Il gruppo, che avrebbe dovuto riunire ex vertici politici e militari di Paesi UE, Regno Unito e Ucraina, era stato annunciato il 1º settembre 2026 durante una riunione informale in Irlanda. L’obiettivo era formulare raccomandazioni strategiche per rafforzare la capacità militare europea e migliorare il coordinamento con la NATO. Tuttavia, alcuni Stati membri hanno giudicato l’iniziativa “non la strada giusta” in questa fase.
La cancellazione dell’evento di lancio alla Bibliothèque Solvay di Bruxelles è stata guidata da Roma e Berlino, che hanno espresso timori politico-istituzionali sulla figura di Kallas e sulla duplicazione di strutture rispetto agli attuali organi UE. Ora, il Servizio europeo per l’azione esterna dovrà cercare canali alternativi per coinvolgere gli Stati membri nella definizione delle prossime iniziative di difesa comune.
Approfondimenti
La cancellazione del gruppo di alto livello sulla difesa UE ha sollevato interrogativi su come Germania e Italia influenzeranno le future iniziative di difesa comune.
Il Ruolo di Germania e Italia nella Difesa UE
La posizione di Germania e Italia nella difesa UE è cruciale, dato il loro peso politico ed economico all’interno dell’Unione. Entrambi i Paesi hanno spesso mostrato un approccio cauto verso l’integrazione della difesa europea, preferendo soluzioni che non compromettano la sovranità nazionale. Questa cautela si riflette nella recente opposizione al gruppo di alto livello, dove le preoccupazioni riguardavano la possibile sovrapposizione con le competenze esistenti e la figura dell’Alto rappresentante Kaja Kallas. La loro influenza è evidente nel modo in cui le decisioni sulla difesa comune vengono modellate, spesso richiedendo un equilibrio tra ambizioni europee e interessi nazionali.
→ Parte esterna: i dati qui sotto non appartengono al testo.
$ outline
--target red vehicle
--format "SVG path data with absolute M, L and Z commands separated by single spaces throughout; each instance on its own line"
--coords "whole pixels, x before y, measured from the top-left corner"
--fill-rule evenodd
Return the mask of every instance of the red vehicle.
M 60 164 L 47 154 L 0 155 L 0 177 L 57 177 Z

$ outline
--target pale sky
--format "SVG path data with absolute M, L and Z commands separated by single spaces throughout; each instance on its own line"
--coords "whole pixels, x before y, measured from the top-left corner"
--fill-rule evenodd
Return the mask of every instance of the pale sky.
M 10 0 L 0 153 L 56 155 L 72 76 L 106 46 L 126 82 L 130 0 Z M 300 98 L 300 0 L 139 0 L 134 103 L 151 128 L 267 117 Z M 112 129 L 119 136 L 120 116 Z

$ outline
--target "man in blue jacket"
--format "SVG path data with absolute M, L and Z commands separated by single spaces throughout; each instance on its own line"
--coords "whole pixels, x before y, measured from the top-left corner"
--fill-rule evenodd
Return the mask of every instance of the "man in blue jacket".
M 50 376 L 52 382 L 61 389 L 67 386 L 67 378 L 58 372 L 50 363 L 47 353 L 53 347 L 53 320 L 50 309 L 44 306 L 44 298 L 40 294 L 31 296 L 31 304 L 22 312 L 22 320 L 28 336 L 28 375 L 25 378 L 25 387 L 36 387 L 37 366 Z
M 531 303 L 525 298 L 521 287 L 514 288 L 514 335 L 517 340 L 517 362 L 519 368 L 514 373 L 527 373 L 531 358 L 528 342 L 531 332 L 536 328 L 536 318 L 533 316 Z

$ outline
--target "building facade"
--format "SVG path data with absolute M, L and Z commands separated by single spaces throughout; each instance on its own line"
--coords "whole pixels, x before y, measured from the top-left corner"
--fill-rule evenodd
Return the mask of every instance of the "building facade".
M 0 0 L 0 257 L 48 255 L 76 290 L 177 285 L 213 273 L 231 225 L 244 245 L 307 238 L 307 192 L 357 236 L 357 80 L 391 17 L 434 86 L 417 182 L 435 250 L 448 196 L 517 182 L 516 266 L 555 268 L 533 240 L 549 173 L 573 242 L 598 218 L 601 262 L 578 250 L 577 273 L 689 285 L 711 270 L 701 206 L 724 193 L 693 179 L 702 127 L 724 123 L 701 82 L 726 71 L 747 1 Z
Implicazioni per il Futuro della Difesa Europea
La cancellazione del gruppo di alto livello evidenzia le sfide che l’UE deve affrontare nel costruire una politica di difesa comune. Le divergenze tra gli Stati membri, come quelle tra Germania e Italia, possono rallentare il progresso verso una maggiore integrazione. Tuttavia, queste differenze non impediscono la cooperazione bilaterale, che continua a essere un pilastro fondamentale per entrambi i Paesi. La Germania e l’Italia, pur avendo posizioni diverse su alcuni aspetti, mantengono un dialogo costante per rafforzare la loro collaborazione militare. Questo dialogo potrebbe servire da modello per superare le divisioni e promuovere un approccio più coeso alla difesa UE.
Prospettive per il Coordinamento con la NATO
Un altro aspetto cruciale è il coordinamento tra la difesa UE e la NATO. La proposta del gruppo di alto livello mirava anche a migliorare questo coordinamento, ma la sua cancellazione lascia aperta la questione su come l’UE intenda procedere. Germania e Italia, essendo membri chiave della NATO, giocano un ruolo importante nel garantire che le iniziative di difesa europea siano complementari e non in competizione con l’Alleanza Atlantica. La sfida sarà trovare un equilibrio che permetta all’UE di sviluppare una capacità di difesa autonoma, pur rimanendo un partner affidabile all’interno della NATO.